Reconciliation

The stuck-task problem

If a worker crashes mid-task, the engine may emit task_started but never task_success or task_failure. Without reconciliation, the dashboard shows “running” forever.

The reconciliation worker

Runs in z4j every Z4J_RECONCILIATION_SWEEP_SECONDS (default 5 minutes). For each agent:

Find all tasks in state started older than Z4J_RECONCILIATION_STALE_THRESHOLD_SECONDS (default 15 minutes).
Ask the agent via a command: query_state frame: “is task X still running?”
Agent asks its engine: Celery AsyncResult.status, RQ job.get_status(), etc.
If the engine says “unknown / not found” → mark task reconciled_as=lost. Emit an audit log entry.
If the engine says “still running” → extend the threshold, check again next pass.
If the engine says “succeeded / failed” → record the outcome and emit the missing event.
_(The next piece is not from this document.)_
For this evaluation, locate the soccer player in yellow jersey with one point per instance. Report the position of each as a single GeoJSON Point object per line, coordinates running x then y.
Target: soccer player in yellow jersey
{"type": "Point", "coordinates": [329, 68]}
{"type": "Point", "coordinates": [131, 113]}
Why not rely on the engine alone

Each engine reports differently:

Celery - AsyncResult is Redis-TTL-bound; after expiry it returns PENDING regardless.
RQ - cleanly reports lost, but requires periodic cleanup for stale jobs.
arq - no introspection API for historical jobs; relies on application-level result store.

The reconciliation worker owns the “was it really lost?” question so no adapter has to.

Tunables

Setting	Default	Meaning
`Z4J_RECONCILIATION_SWEEP_SECONDS`	`300`	Seconds between reconciliation passes
`Z4J_RECONCILIATION_STALE_THRESHOLD_SECONDS`	`900`	How old a “started” task must be before the worker queries the agent

Audit impact

Every reconciliation that flips a task to lost writes an audit log entry with action=task.reconciled_lost and the reasoning (engine response). Auditable and explainable.

Limits

Reconciliation does not retry lost tasks. That’s a user decision - surfaced in the UI as “you have 14 lost tasks” with a bulk-retry button.
If the agent is offline, reconciliation skips that agent and retries next pass.
No retroactive reconciliation across deploys - only tasks still present in tasks + events are examined.